Stranger Than Fiction: Loved it. Even more serious than I was expecting (and I was expecting fairly serious, not a laugh riot), but it had some definite humorous high points, and the drama worked very well. It's a very clever screenplay, but never in a showy way (such as, say, Eternal Sunshine of the Spotless Mind, which I definitely thought was great, but which was very full of itself); it's all played very naturally. Will Ferrell is tremendous in it, and Maggie Gyllenhaal is a delight. The scene where she bakes him cookies is wonderfully sweet and touching. I would have liked to have seen a little more interaction between Ferrell and Emma Thompson, as well as more with Thompson coping with the realization that through her words, she may have killed a number of innocent people. But in all, it's a small treasure, one which I would gladly have kept watching for another two hours.

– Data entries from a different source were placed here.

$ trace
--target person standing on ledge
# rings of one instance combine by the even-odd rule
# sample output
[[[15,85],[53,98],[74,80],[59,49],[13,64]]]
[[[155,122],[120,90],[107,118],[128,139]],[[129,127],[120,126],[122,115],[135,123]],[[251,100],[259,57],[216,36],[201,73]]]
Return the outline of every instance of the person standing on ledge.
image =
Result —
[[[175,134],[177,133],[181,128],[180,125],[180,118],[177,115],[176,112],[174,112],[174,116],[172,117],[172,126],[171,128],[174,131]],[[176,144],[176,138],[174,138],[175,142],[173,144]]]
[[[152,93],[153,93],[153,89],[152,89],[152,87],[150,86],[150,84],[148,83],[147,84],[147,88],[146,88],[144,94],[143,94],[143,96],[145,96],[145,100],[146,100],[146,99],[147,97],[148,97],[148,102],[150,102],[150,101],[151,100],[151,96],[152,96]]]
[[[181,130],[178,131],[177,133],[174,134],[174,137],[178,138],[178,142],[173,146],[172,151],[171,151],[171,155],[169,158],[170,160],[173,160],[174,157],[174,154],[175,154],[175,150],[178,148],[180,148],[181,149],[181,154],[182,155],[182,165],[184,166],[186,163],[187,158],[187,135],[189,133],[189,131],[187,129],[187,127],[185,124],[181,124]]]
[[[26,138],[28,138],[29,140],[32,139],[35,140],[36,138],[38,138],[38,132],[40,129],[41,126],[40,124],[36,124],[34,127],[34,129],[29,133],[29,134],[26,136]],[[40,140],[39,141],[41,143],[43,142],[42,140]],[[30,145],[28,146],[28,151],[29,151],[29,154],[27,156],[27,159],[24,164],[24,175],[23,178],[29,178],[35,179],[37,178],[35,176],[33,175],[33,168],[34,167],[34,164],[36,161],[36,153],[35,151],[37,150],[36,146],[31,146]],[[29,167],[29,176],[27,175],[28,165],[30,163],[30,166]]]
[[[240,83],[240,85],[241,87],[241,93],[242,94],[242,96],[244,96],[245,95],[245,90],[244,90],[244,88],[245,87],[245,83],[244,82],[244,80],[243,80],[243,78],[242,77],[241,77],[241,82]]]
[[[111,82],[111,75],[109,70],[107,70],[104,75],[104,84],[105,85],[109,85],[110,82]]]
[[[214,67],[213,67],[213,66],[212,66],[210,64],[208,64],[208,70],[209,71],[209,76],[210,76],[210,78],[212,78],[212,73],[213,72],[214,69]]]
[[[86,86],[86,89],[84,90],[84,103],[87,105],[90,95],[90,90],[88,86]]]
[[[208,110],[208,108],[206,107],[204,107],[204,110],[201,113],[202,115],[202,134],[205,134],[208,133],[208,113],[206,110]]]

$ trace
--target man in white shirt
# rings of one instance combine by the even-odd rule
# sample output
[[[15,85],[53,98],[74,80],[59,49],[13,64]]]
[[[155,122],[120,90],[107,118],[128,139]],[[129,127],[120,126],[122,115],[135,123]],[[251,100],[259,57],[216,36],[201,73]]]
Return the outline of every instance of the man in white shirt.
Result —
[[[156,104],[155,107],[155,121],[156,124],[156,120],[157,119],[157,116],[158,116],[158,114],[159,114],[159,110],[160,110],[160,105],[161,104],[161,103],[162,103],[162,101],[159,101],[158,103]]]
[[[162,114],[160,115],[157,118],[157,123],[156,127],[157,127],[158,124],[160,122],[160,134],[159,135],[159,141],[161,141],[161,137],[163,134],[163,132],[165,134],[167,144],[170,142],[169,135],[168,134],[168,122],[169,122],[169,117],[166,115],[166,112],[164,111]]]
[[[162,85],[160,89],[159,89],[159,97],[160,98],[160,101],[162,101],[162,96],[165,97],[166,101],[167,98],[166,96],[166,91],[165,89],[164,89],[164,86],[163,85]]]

Casino Royale: I liked this movie a great deal, too, but it could've definitely stood to be about a half hour shorter. I thought Daniel Craig was fantastic as Bond, I loved the nods to Bond history throughout ("Shaken or stirred?" "Do I look like I give a damn?"), loved Eva Green, who may very well be the sexiest woman in the world, and I really dug the action sequences, especially the parkour chase scene at the beginning (though the tension is diminished by the fact that we don't know why Bond is chasing the guy until it's all over). The movie kind of loses its focus at the end, especially in the way the supposedly main bad guy becomes irrelevant a half hour before the film is over, but the final line, and the classic James Bond theme playing over the credits, thrilled me no end. I can't wait for the next Bond entry starring Craig (which, I hope, will be a tighter film, what with Bond's origin having already been dealt with here).

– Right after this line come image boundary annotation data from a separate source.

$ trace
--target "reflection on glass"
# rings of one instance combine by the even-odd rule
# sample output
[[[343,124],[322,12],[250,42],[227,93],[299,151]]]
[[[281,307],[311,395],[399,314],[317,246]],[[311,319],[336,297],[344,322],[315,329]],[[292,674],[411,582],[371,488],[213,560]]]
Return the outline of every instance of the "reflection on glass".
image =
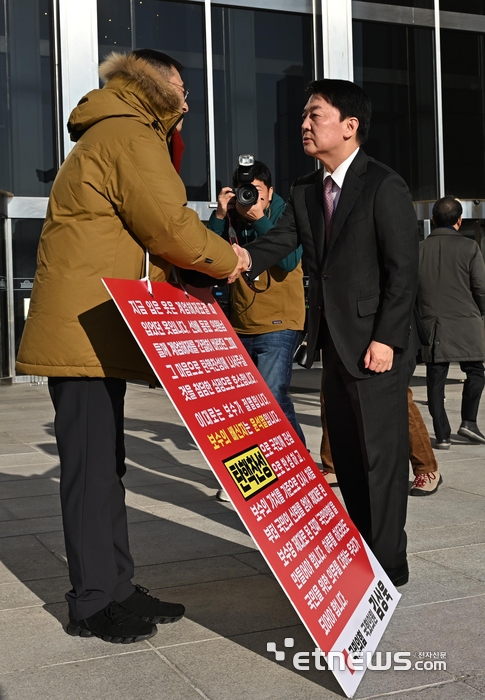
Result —
[[[484,0],[440,0],[440,10],[485,15]]]
[[[464,199],[485,197],[484,50],[483,34],[441,31],[446,192]]]
[[[104,61],[111,51],[132,49],[130,0],[98,0],[98,53]]]
[[[420,7],[424,10],[432,10],[434,5],[433,5],[433,0],[362,0],[363,2],[372,2],[377,5],[401,5],[402,7]],[[451,3],[457,3],[457,0],[449,0]],[[459,0],[462,2],[462,0]],[[466,1],[466,0],[464,0]],[[471,2],[473,0],[470,0]],[[477,2],[480,2],[480,0],[477,0]],[[443,0],[440,0],[440,7],[441,3],[443,3]],[[444,8],[441,8],[444,9]]]
[[[51,2],[0,0],[0,13],[0,189],[46,196],[56,174]]]
[[[413,200],[437,197],[433,31],[353,23],[354,75],[372,100],[366,153],[396,170]]]
[[[287,197],[291,182],[314,169],[300,132],[311,17],[213,7],[212,33],[218,188],[231,184],[240,153],[254,153]]]
[[[0,377],[8,376],[7,265],[5,220],[0,218]]]

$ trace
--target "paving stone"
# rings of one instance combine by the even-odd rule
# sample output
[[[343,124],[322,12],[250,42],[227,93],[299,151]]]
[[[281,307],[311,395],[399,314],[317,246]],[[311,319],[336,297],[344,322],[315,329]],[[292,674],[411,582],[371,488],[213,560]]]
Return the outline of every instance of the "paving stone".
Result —
[[[485,543],[452,547],[446,550],[432,550],[422,552],[419,556],[439,564],[443,571],[442,575],[449,579],[459,581],[459,575],[464,574],[468,579],[485,583]],[[471,582],[469,587],[473,587]],[[459,584],[457,588],[460,589]]]
[[[164,649],[211,700],[334,700],[342,697],[327,675],[317,684],[228,639]],[[337,694],[338,693],[338,694]]]
[[[19,537],[2,537],[0,539],[0,561],[19,580],[52,578],[63,576],[66,565],[49,551],[37,537],[22,535]],[[0,578],[0,582],[9,582]]]
[[[49,464],[54,460],[43,452],[34,450],[33,452],[22,452],[21,454],[0,455],[0,469],[3,467],[14,467],[31,464]]]
[[[2,488],[0,489],[0,498],[5,501],[25,497],[39,498],[53,494],[59,495],[58,478],[56,480],[50,477],[9,479],[2,483]]]
[[[0,471],[0,482],[17,481],[22,479],[42,479],[59,478],[59,465],[53,466],[52,462],[45,464],[22,464],[20,466],[2,467]],[[1,489],[3,492],[3,487]]]
[[[14,687],[18,687],[22,683],[22,676],[26,677],[29,671],[39,673],[42,667],[52,667],[54,664],[62,664],[62,666],[57,666],[56,673],[62,673],[64,676],[67,670],[65,664],[75,666],[76,664],[72,662],[80,662],[83,659],[95,657],[105,657],[106,659],[109,656],[121,655],[122,663],[127,663],[127,657],[124,654],[127,651],[126,646],[109,644],[92,637],[71,637],[66,634],[59,621],[43,608],[32,607],[23,610],[0,611],[0,624],[2,638],[8,639],[8,644],[2,645],[2,654],[0,655],[0,686],[3,691],[6,690],[6,684],[16,672],[22,673],[18,674]],[[146,646],[144,642],[141,644]],[[100,663],[106,663],[106,661],[102,660]],[[136,674],[136,671],[133,672]],[[96,678],[98,683],[101,682],[102,675],[101,671]],[[130,674],[122,674],[122,680],[123,683],[129,683]],[[34,681],[33,678],[32,681]],[[11,700],[12,690],[8,692],[8,700]],[[19,694],[17,697],[25,700],[25,698],[37,696],[42,697],[43,694],[40,692],[27,693],[23,696]],[[45,697],[51,697],[50,693],[47,692]],[[66,697],[70,696],[65,694],[64,698]],[[74,694],[71,697],[78,696]],[[95,695],[94,697],[104,700],[103,695]],[[122,694],[119,697],[129,696]]]
[[[418,604],[398,605],[384,633],[402,651],[446,652],[447,672],[476,675],[483,672],[485,595]]]
[[[135,583],[149,588],[152,592],[156,589],[158,594],[164,598],[166,597],[164,588],[191,586],[209,581],[230,582],[234,578],[256,576],[258,571],[241,561],[240,557],[242,556],[244,555],[236,554],[137,566],[133,580]]]
[[[23,583],[0,584],[0,610],[42,606],[43,601]]]
[[[272,576],[165,588],[164,598],[181,600],[187,616],[224,637],[299,624],[291,603]]]
[[[2,506],[0,505],[0,520]],[[18,535],[36,535],[41,532],[62,531],[62,518],[60,515],[53,515],[45,518],[23,518],[2,522],[0,527],[0,537],[16,537]]]
[[[8,482],[7,482],[8,483]],[[59,485],[58,489],[59,489]],[[61,514],[61,501],[59,493],[37,496],[25,496],[24,498],[9,498],[3,501],[5,508],[14,518],[49,518]]]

American Dreamz: Very funny political satire that unfortunately got extremely short shrift at the box office. Hugh Grant and director Paul Weitz, who made the fantastic About a Boy together, reteam to only slightly lesser success here. Grant again plays a charming bastard, and Mandy Moore does a surprisingly terrific job as his soulless, ultra-devious, fame-hungry match. Dennis Quaid is also great, playing (basically) George W. Bush, but a more humanized version than the real thing, one whose intellectual curiosity has been awakened; Willem Dafoe plays his manipulative, happy pill-pushing Cheney substitute. The movie gets a bit ridiculous, with its showtune-filled terrorism plot (my favorite line: "They don't call me 'The Torturer' because I don't like to torture people"), but it's an intentional and very funny kind of ridiculous, one that works to great comic effect while managing to keep some real heart alive at the center of it all. Great rental.

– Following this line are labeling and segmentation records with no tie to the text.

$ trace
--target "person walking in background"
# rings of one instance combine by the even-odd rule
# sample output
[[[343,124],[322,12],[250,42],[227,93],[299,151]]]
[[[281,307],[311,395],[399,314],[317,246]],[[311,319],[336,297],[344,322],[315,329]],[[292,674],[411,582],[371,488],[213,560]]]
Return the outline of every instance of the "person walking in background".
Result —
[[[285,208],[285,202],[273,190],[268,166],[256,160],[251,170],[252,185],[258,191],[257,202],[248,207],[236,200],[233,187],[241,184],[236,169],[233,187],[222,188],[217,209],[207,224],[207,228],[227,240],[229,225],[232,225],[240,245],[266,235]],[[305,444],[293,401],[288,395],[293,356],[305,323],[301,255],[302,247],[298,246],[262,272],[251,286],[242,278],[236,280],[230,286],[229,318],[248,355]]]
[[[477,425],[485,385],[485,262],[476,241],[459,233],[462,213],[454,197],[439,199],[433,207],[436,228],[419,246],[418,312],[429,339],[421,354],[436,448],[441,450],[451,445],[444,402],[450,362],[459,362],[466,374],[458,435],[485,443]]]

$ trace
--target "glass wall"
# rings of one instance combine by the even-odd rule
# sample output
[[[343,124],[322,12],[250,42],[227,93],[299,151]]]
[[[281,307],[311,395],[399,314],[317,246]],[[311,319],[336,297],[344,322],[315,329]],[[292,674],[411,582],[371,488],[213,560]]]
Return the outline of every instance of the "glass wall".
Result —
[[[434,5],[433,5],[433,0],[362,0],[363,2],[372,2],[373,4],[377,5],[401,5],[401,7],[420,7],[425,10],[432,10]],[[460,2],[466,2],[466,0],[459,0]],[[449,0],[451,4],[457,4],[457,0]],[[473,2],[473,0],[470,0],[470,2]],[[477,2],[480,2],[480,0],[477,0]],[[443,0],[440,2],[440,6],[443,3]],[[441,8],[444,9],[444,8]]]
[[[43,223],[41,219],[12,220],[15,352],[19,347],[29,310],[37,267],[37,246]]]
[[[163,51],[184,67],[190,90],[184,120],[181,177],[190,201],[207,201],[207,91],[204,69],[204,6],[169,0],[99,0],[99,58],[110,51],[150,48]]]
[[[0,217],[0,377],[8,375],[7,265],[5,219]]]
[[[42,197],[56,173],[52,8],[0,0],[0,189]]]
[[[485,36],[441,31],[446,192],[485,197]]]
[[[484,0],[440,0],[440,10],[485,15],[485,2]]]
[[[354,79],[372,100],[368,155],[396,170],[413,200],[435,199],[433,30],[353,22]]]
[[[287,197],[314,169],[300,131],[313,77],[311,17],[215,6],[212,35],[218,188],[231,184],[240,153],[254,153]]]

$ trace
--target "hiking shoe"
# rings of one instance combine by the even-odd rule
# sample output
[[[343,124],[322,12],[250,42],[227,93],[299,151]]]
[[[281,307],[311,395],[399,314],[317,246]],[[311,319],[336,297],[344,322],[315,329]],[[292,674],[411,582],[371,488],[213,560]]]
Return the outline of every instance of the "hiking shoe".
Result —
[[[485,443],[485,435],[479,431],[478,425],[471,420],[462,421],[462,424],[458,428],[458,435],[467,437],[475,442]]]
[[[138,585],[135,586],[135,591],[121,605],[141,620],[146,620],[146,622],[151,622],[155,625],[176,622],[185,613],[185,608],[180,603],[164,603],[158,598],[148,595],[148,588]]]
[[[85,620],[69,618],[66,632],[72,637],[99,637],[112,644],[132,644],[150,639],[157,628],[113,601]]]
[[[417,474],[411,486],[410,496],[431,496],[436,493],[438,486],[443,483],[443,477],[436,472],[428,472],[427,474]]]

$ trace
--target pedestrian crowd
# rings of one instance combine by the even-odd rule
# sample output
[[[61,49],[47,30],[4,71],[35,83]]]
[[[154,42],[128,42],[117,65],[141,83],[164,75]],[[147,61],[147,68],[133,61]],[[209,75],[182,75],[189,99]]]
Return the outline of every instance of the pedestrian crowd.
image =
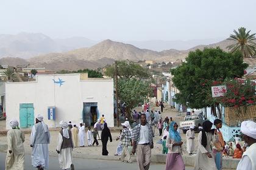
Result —
[[[135,116],[136,113],[136,110],[134,110],[133,118],[136,124],[133,127],[130,126],[127,120],[121,123],[123,129],[116,138],[119,143],[115,155],[120,156],[119,160],[122,162],[132,163],[131,155],[136,154],[138,169],[149,169],[151,149],[154,147],[153,138],[156,127],[160,135],[162,136],[162,153],[167,154],[166,169],[185,169],[182,158],[183,143],[178,130],[178,124],[172,118],[166,117],[162,121],[161,112],[157,110],[150,112],[147,109],[145,113],[138,113],[138,117]],[[48,144],[51,137],[48,126],[44,123],[43,117],[41,115],[37,115],[35,122],[32,128],[30,138],[32,165],[38,170],[49,169]],[[213,124],[215,128],[212,129]],[[68,123],[65,121],[61,121],[59,125],[62,129],[58,135],[56,152],[59,155],[60,168],[74,169],[72,152],[74,147],[78,146],[77,138],[79,138],[79,146],[85,146],[85,125],[80,123],[77,128],[76,124],[73,126],[71,122]],[[10,126],[12,129],[7,132],[6,169],[24,169],[24,135],[20,130],[17,120],[10,121]],[[213,124],[206,120],[202,127],[199,128],[194,169],[222,169],[222,157],[225,155],[241,158],[236,169],[238,170],[256,169],[256,123],[252,121],[242,122],[241,131],[246,144],[242,149],[239,144],[241,140],[236,139],[235,141],[238,142],[236,143],[235,151],[232,143],[229,145],[224,141],[220,131],[221,127],[221,120],[216,119]],[[194,126],[190,126],[186,134],[186,149],[190,155],[193,154],[195,150],[194,128]],[[102,143],[102,155],[108,154],[107,142],[108,139],[110,142],[112,141],[112,137],[104,115],[95,123],[93,129],[88,127],[87,135],[89,146],[93,146],[94,144],[98,146],[98,137]]]

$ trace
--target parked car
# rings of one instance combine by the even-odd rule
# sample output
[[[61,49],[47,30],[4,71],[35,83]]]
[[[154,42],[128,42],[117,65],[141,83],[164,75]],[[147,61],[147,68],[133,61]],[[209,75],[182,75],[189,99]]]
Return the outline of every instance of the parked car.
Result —
[[[180,122],[180,129],[182,130],[183,134],[190,129],[190,126],[194,126],[195,131],[198,130],[198,127],[202,126],[203,123],[206,120],[202,115],[187,115],[183,121]]]

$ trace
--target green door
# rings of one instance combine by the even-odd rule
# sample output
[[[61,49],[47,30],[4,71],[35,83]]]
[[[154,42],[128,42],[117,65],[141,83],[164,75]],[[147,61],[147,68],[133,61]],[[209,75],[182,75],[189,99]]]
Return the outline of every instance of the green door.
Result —
[[[20,126],[23,128],[26,128],[27,127],[27,108],[20,108]]]
[[[26,128],[34,124],[34,110],[33,103],[20,104],[20,126]]]

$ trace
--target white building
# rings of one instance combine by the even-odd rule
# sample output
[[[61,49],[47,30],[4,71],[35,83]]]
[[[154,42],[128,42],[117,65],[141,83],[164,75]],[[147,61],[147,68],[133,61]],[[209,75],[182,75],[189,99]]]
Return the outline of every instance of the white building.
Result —
[[[33,82],[6,83],[0,86],[6,128],[16,118],[21,127],[34,124],[38,114],[49,127],[64,120],[93,124],[102,114],[114,126],[112,79],[85,78],[80,74],[37,75]]]

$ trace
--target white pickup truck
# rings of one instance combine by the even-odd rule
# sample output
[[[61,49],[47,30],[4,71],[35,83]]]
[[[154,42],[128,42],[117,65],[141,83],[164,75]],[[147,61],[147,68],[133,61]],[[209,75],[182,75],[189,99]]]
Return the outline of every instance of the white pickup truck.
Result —
[[[180,129],[182,130],[183,134],[186,134],[190,126],[194,126],[195,130],[197,130],[198,127],[202,126],[205,121],[205,118],[202,115],[185,116],[184,121],[180,122]]]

A Christmas Story: Watched it yet again last night. Such a classic -- possibly ther best Christmas movie ever. You'll shoot your eye out, kid!
And that's about it! Plus, I got to hear "Alice's Restaurant" on the radio on Thanksgiving Day. Twice! "And we was both jumping up and down yelling 'KILL, KILL,' and the sergeant came over, pinned a medal on me, sent me down the hall, and said, 'You're our boy.'" You can't beat that. A good week for entertainment.